Visualize and Clean SKU Sales Data for Outliers
Company: Boston Consulting Group
Role: Data Scientist
Category: Data Manipulation (SQL/Python)
Difficulty: Medium
Interview Round: Technical Screen
sales_data
+------------+--------+-----------+----------+------------+---------+
| date | sku_id | unit_sold | revenue | promo_flag | store_id|
+------------+--------+-----------+----------+------------+---------+
| 2023-01-01 | A123 | 120 | 2400.00 | 1 | S01 |
| 2023-01-02 | A123 | 80 | 1600.00 | 0 | S01 |
| 2023-01-01 | B456 | 200 | 3000.00 | 1 | S02 |
| 2023-01-02 | B456 | 50 | 750.00 | 0 | S02 |
##### Scenario
Codesignal live-coding: analyst receives raw daily SKU sales data and must explore it visually while cleaning extreme values.
##### Question
Using Python (pandas, matplotlib/seaborn), draw a histogram of daily revenue per SKU and identify outliers with the IQR or Z-score method.

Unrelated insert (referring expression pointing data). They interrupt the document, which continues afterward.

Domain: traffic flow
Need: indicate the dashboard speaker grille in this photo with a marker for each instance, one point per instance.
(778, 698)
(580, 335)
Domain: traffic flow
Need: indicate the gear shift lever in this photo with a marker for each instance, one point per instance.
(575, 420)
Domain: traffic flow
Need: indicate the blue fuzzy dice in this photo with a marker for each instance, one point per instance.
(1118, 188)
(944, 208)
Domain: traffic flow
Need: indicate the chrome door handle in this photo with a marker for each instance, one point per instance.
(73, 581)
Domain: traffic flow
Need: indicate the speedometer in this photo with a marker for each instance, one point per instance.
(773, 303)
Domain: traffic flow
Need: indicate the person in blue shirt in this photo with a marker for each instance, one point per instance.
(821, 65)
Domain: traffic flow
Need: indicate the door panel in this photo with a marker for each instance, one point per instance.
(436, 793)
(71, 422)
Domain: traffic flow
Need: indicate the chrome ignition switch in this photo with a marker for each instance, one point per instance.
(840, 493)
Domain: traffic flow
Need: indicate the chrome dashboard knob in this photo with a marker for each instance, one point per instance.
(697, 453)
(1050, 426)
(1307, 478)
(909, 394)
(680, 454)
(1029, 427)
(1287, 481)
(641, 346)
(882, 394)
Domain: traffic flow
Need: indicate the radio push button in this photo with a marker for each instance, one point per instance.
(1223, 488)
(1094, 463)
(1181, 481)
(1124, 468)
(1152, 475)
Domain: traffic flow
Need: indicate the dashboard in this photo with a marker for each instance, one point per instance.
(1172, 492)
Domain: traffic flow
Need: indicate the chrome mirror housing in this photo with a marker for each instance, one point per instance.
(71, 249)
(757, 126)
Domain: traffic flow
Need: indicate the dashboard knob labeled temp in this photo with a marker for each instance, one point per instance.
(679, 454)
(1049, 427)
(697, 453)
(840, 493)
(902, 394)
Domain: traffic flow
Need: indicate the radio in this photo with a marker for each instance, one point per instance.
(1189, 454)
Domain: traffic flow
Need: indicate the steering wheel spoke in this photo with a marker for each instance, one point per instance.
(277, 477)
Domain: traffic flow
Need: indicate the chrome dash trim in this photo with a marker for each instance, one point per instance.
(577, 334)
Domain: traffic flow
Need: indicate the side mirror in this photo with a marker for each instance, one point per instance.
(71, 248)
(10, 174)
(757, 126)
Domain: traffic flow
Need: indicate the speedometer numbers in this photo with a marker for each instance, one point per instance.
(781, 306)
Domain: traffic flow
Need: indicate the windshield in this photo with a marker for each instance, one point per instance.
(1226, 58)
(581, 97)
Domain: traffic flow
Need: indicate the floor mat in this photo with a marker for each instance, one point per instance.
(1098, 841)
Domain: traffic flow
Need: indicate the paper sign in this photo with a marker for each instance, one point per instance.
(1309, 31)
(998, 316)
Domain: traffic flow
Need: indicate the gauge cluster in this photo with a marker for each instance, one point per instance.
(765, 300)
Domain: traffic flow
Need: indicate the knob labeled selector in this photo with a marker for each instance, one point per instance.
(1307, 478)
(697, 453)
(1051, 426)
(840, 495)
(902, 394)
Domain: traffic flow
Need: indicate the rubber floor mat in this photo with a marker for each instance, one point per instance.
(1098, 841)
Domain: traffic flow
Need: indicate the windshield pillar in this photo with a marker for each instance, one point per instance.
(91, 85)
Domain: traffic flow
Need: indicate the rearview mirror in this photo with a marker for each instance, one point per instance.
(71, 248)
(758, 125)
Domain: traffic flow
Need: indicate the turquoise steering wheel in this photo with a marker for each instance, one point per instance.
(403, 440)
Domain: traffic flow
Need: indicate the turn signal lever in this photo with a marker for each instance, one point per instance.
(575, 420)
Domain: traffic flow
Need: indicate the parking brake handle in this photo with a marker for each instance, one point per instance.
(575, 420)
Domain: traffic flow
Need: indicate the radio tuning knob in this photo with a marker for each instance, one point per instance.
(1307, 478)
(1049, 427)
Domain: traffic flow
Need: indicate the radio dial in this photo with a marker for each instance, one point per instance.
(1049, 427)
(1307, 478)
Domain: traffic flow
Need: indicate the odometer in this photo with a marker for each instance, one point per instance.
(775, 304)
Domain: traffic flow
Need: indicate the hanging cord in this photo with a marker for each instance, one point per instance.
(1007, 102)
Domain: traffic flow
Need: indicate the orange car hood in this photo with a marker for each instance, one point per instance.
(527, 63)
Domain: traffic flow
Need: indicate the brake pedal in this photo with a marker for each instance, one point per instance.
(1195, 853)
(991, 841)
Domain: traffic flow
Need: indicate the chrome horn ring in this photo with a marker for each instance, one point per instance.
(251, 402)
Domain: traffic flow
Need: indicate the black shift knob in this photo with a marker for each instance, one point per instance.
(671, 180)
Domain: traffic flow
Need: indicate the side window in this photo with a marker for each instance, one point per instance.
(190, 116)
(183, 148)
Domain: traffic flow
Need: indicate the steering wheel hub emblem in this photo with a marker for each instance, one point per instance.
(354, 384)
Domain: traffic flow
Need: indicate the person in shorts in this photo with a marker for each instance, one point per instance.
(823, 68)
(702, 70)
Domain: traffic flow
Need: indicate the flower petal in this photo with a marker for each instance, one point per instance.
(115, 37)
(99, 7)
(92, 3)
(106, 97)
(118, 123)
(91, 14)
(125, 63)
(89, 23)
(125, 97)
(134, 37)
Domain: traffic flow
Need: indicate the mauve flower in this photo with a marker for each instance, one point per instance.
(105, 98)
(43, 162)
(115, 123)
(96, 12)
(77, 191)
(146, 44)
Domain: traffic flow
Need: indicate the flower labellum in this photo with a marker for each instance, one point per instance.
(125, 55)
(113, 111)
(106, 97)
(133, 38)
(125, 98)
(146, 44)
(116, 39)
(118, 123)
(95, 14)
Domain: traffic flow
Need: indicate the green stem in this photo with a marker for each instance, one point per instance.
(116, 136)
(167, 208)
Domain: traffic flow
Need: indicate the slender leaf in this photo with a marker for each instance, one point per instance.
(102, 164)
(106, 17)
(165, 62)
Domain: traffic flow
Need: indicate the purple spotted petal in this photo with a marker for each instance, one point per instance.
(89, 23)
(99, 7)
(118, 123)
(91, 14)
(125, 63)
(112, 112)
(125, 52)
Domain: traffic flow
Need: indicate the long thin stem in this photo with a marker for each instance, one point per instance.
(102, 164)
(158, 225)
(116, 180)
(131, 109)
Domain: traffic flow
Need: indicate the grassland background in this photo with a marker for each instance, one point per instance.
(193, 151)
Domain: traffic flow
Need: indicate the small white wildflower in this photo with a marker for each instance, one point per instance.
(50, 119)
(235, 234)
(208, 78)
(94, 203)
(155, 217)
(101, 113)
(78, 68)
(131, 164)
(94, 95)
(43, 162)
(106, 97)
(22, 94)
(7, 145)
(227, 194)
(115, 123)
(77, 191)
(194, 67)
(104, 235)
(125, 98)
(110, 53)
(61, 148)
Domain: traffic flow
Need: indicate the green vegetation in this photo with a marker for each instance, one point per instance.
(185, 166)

Remove the detected outliers and re-plot the cleaned distribution.
##### Hints
Focus on reproducible pandas pipeline: load → aggregate → detect outliers → filter → visualize before/after.
Quick Answer: This question evaluates data manipulation and exploratory data analysis skills, including aggregation, outlier detection (IQR/Z-score) and visualization using Python libraries such as pandas and matplotlib/seaborn.